- Support group meetings to be held in person and online
- “UC Davis LIVE” with faculty experts, noon Wednesday
- Student option: Student Health and Counseling Services
UC Davis has arranged support group meetings for employees impacted by the crisis in Ukraine, while at the same time calling on faculty experts to help explain the crisis to the public, by way of a UC Davis LIVE program this week.
Support for employees
The Academic and Staff Assistance Program, or ASAP, which offers services on the Davis and Sacramento campuses, is collaborating with the UC Davis Health Chaplaincy and the Support U Peer Responders to offer supportive group spaces for people to talk about how the crisis is affecting them; share or learn coping strategies; and identify ways to respond that are positive, practical and effective.
Two in-person meetings and two Zoom drop-in groups are scheduled this week and next for members of the campus community.
- Tuesday, March 8
- Thursday, March 10
Both sessions will be held from noon to 1 p.m. in are Room 1001 of the North Addition Office Building on the Sacramento campus. Due to COVID-19 safety guidelines, participation in the on-site meetings will be limited to the first 60 attendees/registrants.
Zoom drop-in support groups:
- Wednesday, March 9 — 3-4 p.m.
- Monday, March 14 — 8-9 a.m.
Register by contacting ASAP’s Talithia Allen by email or phone, 916-734-2727, and she will provide the Zoom link for the meeting(s) you wish to attend.
- Contact the Academic and Staff Assistance Program for additional information about its services.
- Students needing assistance are encouraged to contact Student Health and Counseling Services.
UC Davis LIVE
The Russian invasion of Ukraine represents a return of warfare to Europe on a scale not seen since the 1940s. What has motivated President Putin to take this action, and why now? What is the historical context for the relationship between Russia and Ukraine?

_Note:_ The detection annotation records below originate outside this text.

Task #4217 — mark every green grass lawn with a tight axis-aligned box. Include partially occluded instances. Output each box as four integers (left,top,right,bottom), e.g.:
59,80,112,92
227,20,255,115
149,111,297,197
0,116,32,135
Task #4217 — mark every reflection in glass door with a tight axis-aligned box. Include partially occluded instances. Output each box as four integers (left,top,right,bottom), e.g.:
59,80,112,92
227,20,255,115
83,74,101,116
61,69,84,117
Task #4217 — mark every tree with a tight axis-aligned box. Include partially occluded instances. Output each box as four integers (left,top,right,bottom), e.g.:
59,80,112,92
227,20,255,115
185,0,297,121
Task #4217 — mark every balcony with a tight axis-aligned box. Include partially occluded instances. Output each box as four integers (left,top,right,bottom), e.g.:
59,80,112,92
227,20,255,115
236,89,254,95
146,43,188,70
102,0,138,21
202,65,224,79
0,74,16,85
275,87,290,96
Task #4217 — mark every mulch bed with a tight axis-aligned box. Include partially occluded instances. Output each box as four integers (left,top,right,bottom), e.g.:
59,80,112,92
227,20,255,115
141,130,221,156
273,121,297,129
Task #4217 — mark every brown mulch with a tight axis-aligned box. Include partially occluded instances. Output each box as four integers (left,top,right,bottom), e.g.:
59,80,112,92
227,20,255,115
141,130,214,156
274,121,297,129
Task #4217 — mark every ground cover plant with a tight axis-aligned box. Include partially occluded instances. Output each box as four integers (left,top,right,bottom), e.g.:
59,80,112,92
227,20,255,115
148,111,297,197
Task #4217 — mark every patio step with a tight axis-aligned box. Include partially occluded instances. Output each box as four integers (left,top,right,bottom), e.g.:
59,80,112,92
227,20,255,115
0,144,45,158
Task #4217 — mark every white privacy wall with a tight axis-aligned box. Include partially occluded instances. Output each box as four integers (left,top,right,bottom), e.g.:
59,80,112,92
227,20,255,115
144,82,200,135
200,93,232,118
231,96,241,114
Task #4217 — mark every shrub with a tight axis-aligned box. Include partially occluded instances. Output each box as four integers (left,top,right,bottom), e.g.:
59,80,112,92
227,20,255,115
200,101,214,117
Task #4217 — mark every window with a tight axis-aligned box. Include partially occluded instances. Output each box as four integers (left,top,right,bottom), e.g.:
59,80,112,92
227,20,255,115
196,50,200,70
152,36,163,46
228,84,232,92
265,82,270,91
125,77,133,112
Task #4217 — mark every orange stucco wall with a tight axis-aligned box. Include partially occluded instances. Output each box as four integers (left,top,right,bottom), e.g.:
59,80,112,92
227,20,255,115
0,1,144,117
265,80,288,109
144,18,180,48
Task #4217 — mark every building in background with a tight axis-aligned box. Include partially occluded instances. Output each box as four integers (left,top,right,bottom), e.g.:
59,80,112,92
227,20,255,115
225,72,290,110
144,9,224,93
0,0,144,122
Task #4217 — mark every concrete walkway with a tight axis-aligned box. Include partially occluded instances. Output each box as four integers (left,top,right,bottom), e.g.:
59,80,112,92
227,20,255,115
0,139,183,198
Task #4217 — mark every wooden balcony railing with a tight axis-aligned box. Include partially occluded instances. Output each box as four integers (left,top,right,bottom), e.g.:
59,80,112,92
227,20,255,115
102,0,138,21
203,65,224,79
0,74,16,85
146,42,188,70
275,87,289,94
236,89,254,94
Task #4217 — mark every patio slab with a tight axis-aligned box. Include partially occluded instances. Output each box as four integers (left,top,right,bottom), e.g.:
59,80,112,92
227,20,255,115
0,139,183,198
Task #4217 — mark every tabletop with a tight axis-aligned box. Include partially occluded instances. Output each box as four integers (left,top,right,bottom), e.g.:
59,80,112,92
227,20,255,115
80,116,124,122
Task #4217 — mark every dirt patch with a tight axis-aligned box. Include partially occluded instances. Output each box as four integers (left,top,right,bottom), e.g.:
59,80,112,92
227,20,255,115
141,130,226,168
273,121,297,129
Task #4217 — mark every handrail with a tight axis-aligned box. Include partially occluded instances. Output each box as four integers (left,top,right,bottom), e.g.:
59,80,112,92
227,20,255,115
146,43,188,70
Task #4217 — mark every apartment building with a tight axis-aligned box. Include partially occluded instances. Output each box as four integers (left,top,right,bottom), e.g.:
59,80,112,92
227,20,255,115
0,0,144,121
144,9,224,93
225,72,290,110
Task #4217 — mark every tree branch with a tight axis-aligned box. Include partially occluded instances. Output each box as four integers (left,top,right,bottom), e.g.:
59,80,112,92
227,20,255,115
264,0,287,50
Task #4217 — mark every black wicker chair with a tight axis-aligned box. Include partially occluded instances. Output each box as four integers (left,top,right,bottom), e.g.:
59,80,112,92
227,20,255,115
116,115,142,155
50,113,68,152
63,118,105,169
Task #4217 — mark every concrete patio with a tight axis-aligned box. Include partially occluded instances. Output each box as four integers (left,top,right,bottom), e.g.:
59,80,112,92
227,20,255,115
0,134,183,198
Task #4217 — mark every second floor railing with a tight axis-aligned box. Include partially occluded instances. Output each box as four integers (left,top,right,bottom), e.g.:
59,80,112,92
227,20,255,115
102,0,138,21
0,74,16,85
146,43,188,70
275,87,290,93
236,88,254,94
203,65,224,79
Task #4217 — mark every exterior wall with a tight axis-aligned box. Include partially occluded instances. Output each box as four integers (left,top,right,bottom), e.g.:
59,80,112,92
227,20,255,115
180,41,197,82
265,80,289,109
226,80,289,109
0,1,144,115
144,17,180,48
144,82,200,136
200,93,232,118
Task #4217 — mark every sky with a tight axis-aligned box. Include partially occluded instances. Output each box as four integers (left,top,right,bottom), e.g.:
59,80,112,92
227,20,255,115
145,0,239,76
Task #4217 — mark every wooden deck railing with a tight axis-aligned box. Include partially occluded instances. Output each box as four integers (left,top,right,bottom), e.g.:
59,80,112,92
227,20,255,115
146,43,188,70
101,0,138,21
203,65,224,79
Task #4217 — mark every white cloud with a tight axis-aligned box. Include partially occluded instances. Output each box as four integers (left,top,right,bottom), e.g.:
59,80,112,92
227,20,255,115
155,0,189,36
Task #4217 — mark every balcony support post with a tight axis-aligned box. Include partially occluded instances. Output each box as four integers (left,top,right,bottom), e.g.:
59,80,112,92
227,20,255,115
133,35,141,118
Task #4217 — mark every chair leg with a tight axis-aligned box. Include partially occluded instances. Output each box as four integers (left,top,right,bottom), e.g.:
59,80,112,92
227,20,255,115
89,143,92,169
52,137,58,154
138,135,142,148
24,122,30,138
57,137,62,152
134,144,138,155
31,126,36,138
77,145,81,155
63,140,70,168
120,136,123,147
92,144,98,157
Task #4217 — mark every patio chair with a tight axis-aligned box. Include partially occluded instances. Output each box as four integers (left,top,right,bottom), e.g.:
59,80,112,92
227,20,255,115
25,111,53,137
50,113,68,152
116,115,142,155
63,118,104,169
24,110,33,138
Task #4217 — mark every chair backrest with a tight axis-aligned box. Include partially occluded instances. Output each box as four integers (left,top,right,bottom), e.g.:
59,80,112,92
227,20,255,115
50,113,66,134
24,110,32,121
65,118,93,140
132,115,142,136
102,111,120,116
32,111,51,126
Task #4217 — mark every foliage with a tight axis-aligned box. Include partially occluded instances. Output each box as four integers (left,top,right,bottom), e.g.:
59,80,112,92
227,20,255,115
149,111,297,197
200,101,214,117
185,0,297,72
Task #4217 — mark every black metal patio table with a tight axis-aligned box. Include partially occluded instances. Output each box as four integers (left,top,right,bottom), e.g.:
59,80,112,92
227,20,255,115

What roles do media play in the conflict?
Hear from the following experts on the livestream noon Wednesday (March 9):
- Josephine Andrews, associate professor of political science. She studies executive power, executive structures and how they affect government and democracy in central and eastern European countries.
- Ian Campbell, associate professor of history. He studies the relationship between non-Russian subjects and territories and the imperial core of pre-revolutionary Russia.
- Jenny Kaminer, associate professor, Department of German and Russian. She is an interdisciplinary scholar of Russian culture whose publications have encompassed a broad range of historical epochs, from the 19th century to the present day, as well as genres and media including drama, prose, film and television.